Water, energy, and agriculture are the bedrock of modern civilization. And while many technologies have advanced these components separately, few have aimed to address all three components at once. It is time to step back and reimagine their relationship.
This new technology promises to improve food production and reduce water use, while also creating energy and additional revenue. Essentially, the solar panels placed on the same land where crops are grown allow growers to harvest the power of the sun twice.
A recent OSU study estimates that converting just 1% of American farmland to agrivoltaics could meet our national renewable energy targets and save water and create a sustainable long-term food system. It will also create new revenue opportunities for family farms which are currently facing increasing economic challenges, with a 23% increase in bankruptcy filings over the past year.
The solar panels also help plants grow more efficiently by needing less water.
See, plants have a limit to how much sun they can actually use. It’s called the light saturation point. Once reached, any light beyond that point does not increase photosynthesis or help the plant grow, it only increases the plant’s water demand. It simply makes the plant sweat, which in turn makes it more thirsty.
Solar panels can be positioned to allow plants just the right amount of sunlight, and then the excess sunlight can be harvested for electricity—and produce more than they would without crops below them.
That’s right. Plants help keep the solar panels cool, which makes them more productive. Our studies have shown that panels positioned above plants produce up to 10% more electricity.
Agrivoltaics is a symbiotic relationship where both the solar panels and the crops benefit because they help each other perform better.
The electricity can be used to run the farm with electric tractors and equipment, and to power precision ag technology that helps further reduce water usage. Surplus energy can be stored in battery banks or sent to the grid for consumer use.
It’s a win-win-win relationship between the three most foundational elements of modern life: food, water, and energy.
We are creating a model of this sustainable farming system at OSU’s North Willamette Research and Extension Center in Aurora, Oregon.
The five acre model is expected to be fully functional by fall of 2021.

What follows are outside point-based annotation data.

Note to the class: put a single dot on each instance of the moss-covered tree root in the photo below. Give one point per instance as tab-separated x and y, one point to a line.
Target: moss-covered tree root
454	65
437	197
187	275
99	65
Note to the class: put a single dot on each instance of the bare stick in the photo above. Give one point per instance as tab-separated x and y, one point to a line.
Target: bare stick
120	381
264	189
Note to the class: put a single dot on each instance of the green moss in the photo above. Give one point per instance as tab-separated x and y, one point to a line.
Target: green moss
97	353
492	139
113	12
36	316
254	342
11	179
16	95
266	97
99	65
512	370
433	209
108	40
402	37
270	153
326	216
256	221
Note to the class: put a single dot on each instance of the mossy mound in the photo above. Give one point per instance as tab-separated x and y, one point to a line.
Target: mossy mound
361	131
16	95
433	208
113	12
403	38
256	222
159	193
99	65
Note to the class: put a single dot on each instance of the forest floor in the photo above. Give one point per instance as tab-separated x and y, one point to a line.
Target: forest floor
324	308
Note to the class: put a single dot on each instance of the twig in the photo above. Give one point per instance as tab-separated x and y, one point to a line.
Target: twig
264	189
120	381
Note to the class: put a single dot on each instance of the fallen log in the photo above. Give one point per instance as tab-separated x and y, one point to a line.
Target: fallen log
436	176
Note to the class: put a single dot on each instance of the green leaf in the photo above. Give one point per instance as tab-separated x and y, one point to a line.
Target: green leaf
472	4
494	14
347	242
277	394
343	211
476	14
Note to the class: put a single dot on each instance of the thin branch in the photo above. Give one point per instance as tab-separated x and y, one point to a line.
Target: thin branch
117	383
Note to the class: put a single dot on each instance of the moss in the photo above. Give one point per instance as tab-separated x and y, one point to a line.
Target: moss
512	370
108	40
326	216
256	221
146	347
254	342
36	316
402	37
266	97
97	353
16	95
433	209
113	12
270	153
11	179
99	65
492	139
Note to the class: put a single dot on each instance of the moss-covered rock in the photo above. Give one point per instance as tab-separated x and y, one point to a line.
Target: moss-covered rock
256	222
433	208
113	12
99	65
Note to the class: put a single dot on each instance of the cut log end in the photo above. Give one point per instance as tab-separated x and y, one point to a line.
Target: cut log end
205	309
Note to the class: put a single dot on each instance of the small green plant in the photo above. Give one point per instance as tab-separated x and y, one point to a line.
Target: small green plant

Our current projection estimates that converting 1% of American farmland to agrivoltaics would cost an initial investment of around 1% of the federal budget and would be paid for in energy savings within 14 years.
More importantly, it will help meet future demand by growing more food, and using less water, while also creating sustainable energy at the same time.
This type of systems-thinking approach is the only way to solve the intertwined issues of long-term sustainable farming, energy production, and water conservation.